Negative results of drug trials routinely suppressed

Jessica Fraser
NewsTarget
Dec. 02, 2006

Researchers rarely publish negative research results in mainstream medical journals, and even purposely suppress results that fail to prove links between diseases and drugs or genes, according to the Wall Street Journal's Sharon Begley.

To combat scientists' reluctance to publish negative results, new medical journals that are solely dedicated to the publication of negative study results are gaining popularity, with more like-minded journals constantly joining the ranks.

A 1999 analysis of the success of scientific studies in certain fields found that some areas of research regularly enjoy success more than 90 percent of the time, which is improbable, according to Lee Sigelman of George Washington University.

"Publication bias" has led to inaccurate public perceptions of certain health issues. For example, suppression of negative study results in the 1990s led the public to believe that oral contraceptives are linked to an increase in risk of cervical cancer, but a 2000 analysis of the data found that studies finding no link between the drugs and the disease were rarely published, suggesting a possible bogus connection.

"You hear stories about negative studies getting stuck in a file drawer, but rigorous analyses also support the suspicion that journals are biased in favor of positive studies," said David Lehrer of the University of Helsinki, who recently started the new Journal of Spurious Correlations.

According to Bjorn Olsen of Harvard Medical School, who helped found the Journal of Negative Results in Biomedicine, suppressing negative trial results wastes time and money for other researchers. Some scientists likely decline to publish negative results in order to keep competing scientists working on similar incorrect theories, wasting money and time.

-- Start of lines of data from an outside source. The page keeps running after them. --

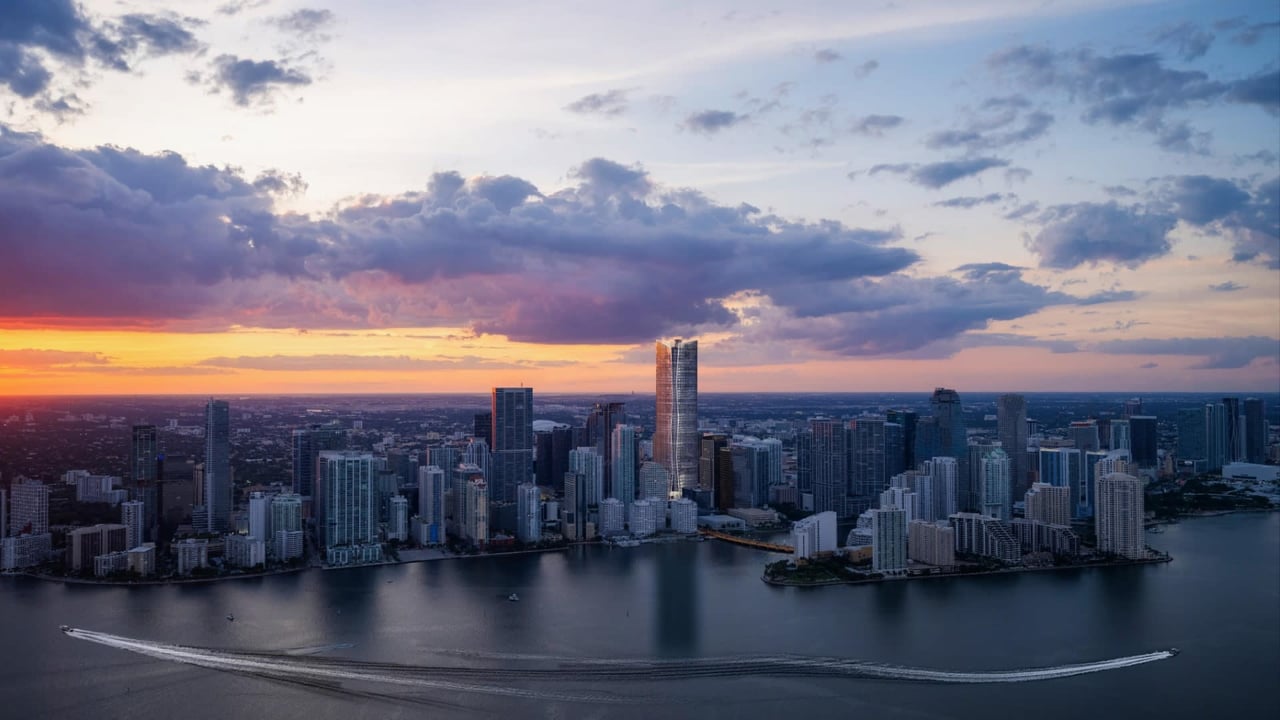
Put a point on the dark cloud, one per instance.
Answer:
(612, 103)
(709, 122)
(136, 238)
(1219, 352)
(1087, 233)
(1188, 39)
(306, 23)
(254, 81)
(973, 201)
(940, 174)
(1229, 286)
(874, 124)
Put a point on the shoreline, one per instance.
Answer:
(981, 573)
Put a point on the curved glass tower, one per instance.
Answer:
(676, 438)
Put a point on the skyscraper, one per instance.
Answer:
(144, 454)
(512, 441)
(676, 437)
(995, 484)
(1255, 431)
(1120, 515)
(830, 465)
(350, 518)
(218, 466)
(625, 458)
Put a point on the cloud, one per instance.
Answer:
(137, 238)
(32, 358)
(1229, 286)
(1133, 90)
(1091, 233)
(612, 103)
(306, 23)
(254, 81)
(940, 174)
(973, 201)
(865, 68)
(370, 363)
(874, 124)
(1217, 352)
(1189, 40)
(709, 122)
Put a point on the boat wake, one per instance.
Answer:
(492, 674)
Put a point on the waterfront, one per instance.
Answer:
(1216, 602)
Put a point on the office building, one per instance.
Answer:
(512, 441)
(1013, 434)
(612, 516)
(430, 501)
(888, 540)
(1120, 513)
(995, 484)
(647, 516)
(28, 507)
(132, 516)
(931, 543)
(814, 534)
(676, 436)
(218, 466)
(684, 515)
(191, 554)
(1143, 437)
(348, 524)
(625, 456)
(830, 465)
(1255, 431)
(529, 513)
(1048, 504)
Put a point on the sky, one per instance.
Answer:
(269, 196)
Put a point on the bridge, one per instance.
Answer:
(748, 542)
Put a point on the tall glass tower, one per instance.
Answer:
(676, 438)
(218, 465)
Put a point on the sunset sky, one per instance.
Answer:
(266, 196)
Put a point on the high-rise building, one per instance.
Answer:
(654, 482)
(888, 540)
(612, 516)
(132, 516)
(1144, 438)
(144, 455)
(867, 459)
(931, 543)
(1120, 513)
(676, 437)
(1255, 431)
(529, 513)
(625, 454)
(750, 466)
(1048, 504)
(512, 441)
(218, 466)
(350, 518)
(830, 465)
(430, 501)
(588, 463)
(995, 484)
(28, 507)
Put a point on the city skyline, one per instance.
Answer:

Olsen's journal is strictly dedicated to publishing studies that dispute reported links between genetics and disease. The publication has recently featured studies questioning the link between the Sod1 gene and Lou Gehrig's disease, the MTHFR gene and Huntington's disease and the PINK-1 gene and late-onset Parkinson's disease.

Hopefully, Olsen said, making such information available will help researchers better focus their efforts, as well as aid the public in deciphering what to believe from medical studies, and what to question.